Vergrößerte Lunge Ursachen

Erweiterte Lunge Ursachen

wird auch als Syndrom bezeichnet. Hauptursache der COPD ist das Rauchen: Die am häufigsten betroffene Lunge ist die Lunge. Die Befunde mit bilateraler Vergrößerung der Lymphknoten an der Lungenwurzel (bilaterales Hilus-Syndrom). Man spricht von Lungenhochdruck.

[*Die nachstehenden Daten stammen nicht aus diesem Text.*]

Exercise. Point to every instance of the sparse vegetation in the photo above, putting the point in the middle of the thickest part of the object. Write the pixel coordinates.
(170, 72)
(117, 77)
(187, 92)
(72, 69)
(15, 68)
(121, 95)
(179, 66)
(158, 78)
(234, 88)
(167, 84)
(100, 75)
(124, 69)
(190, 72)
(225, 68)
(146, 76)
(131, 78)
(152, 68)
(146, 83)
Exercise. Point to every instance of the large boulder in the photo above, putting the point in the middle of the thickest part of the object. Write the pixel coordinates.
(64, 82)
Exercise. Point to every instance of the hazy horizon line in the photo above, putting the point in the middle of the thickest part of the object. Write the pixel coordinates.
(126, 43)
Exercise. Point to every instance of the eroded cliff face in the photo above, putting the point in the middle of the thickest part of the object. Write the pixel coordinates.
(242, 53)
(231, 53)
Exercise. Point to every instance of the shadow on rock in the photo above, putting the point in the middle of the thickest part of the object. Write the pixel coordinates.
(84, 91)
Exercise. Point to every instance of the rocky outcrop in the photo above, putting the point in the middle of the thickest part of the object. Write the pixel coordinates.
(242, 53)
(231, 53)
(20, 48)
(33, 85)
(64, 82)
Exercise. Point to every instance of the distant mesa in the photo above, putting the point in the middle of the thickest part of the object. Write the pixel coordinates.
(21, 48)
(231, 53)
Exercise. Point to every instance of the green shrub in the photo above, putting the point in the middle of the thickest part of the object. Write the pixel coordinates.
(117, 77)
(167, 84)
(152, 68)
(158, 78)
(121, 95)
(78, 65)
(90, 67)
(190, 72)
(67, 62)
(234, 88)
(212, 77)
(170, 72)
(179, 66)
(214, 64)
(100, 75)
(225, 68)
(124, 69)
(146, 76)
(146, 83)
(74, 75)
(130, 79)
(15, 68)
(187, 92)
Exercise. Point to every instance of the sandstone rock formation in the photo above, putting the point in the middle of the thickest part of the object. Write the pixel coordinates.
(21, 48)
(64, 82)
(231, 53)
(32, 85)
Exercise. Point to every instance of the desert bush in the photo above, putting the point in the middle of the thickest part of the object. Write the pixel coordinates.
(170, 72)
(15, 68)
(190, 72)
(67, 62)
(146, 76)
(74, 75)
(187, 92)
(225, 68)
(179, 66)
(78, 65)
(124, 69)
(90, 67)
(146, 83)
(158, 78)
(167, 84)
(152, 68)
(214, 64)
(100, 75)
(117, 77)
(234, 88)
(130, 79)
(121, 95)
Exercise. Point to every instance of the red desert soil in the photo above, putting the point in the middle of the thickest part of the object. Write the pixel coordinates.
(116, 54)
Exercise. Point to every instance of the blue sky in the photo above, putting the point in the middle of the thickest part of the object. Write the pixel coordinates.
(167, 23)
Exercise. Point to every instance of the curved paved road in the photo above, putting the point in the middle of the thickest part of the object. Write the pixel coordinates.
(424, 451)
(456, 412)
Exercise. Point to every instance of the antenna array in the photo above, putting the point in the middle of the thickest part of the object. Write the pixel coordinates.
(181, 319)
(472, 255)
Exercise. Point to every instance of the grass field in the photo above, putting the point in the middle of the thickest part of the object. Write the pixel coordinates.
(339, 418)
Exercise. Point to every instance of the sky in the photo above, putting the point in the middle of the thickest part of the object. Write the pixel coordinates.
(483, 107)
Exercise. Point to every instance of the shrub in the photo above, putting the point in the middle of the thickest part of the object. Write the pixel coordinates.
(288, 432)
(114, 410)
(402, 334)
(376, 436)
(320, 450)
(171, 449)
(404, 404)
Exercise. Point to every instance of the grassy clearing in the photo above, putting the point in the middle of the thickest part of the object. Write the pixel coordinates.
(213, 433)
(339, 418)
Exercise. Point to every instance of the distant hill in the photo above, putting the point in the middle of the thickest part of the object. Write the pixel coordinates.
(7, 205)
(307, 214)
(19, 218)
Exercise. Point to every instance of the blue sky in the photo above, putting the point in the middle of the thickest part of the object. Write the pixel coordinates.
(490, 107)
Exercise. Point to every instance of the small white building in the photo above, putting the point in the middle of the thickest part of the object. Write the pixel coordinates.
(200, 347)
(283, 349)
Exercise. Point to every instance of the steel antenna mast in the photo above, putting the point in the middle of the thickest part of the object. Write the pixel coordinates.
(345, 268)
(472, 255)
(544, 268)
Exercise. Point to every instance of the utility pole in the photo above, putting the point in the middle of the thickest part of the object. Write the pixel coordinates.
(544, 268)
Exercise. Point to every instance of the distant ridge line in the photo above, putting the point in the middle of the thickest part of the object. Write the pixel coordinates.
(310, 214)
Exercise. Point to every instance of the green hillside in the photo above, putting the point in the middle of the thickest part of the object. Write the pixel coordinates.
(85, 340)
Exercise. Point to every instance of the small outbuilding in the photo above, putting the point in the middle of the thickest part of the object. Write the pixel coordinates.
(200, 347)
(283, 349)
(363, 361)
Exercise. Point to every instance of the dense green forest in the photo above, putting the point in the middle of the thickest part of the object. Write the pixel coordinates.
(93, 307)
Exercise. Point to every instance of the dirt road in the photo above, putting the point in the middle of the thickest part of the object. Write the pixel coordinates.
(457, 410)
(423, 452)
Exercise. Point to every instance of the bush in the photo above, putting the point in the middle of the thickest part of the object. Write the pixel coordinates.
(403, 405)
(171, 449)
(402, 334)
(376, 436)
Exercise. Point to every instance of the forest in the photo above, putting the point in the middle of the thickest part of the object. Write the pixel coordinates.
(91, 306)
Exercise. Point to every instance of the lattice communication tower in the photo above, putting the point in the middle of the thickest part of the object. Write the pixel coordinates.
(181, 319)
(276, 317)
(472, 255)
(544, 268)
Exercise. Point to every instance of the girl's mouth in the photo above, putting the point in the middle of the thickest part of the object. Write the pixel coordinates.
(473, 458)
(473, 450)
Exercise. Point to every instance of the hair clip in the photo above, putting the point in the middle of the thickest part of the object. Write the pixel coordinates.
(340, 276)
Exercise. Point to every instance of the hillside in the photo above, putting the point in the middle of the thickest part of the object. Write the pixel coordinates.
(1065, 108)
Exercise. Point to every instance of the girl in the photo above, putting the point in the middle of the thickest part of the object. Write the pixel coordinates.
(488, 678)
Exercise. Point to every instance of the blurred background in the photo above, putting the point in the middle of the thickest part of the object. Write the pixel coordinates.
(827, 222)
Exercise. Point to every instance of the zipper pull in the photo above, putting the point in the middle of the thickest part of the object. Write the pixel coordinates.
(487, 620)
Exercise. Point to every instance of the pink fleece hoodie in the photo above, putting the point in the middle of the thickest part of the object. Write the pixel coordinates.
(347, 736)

Lymphom: Beschwerden und ihre Diagnose

Der vorliegende Artikel gibt einen Gesamtüberblick über Beschwerden und Warnsignale, die auf ein einmaliges lymphatisches Syndrom deuten. Das Informationsangebot wendet sich an volljährige Patientinnen und Patienten, deren Angehörige und Interessenten. Weiterführende Hinweise und Kontaktpersonen sowie die bei der Entwicklung verwendeten Informationsquellen sind im Abschnitt "Mehr Wissen über bösartige Tumore " ersichtlich. Auskünfte aus dem Netz, eine E-Mail oder ein Telefonat können jedoch die individuelle Konsultation mit Ärzten und anderen Spezialisten nicht ersetzten.

Wodurch wird ein solches Phänomen auffällig? Lymphome werden oft nur durch Zufall erkannt, zum Beispiel bei einer Prüfung aus einem anderen Grund. Die geschwollenen Knoten weisen nicht immer auf ein bösartiges Syndrom hin, auch eine Infektion kann die Ursache sein. Andererseits sind angeschwollene lymphatische Knoten, die sich nach relativ kurzen Zeiträumen nicht wieder lösen, ein Meldesignal.

In manchen Fällen sind nur die körpereigenen lymphatischen Knoten betroffen und die Schwellung der lymphatischen Knoten wird durch Röntgen, Computertomografie oder Ultraschall aus anderen Ursachen aufgedeckt. Während der Untersuchungen stellt der behandelnde Arzt oft fest, dass die Milch oder Lebervergrößerung vorliegt.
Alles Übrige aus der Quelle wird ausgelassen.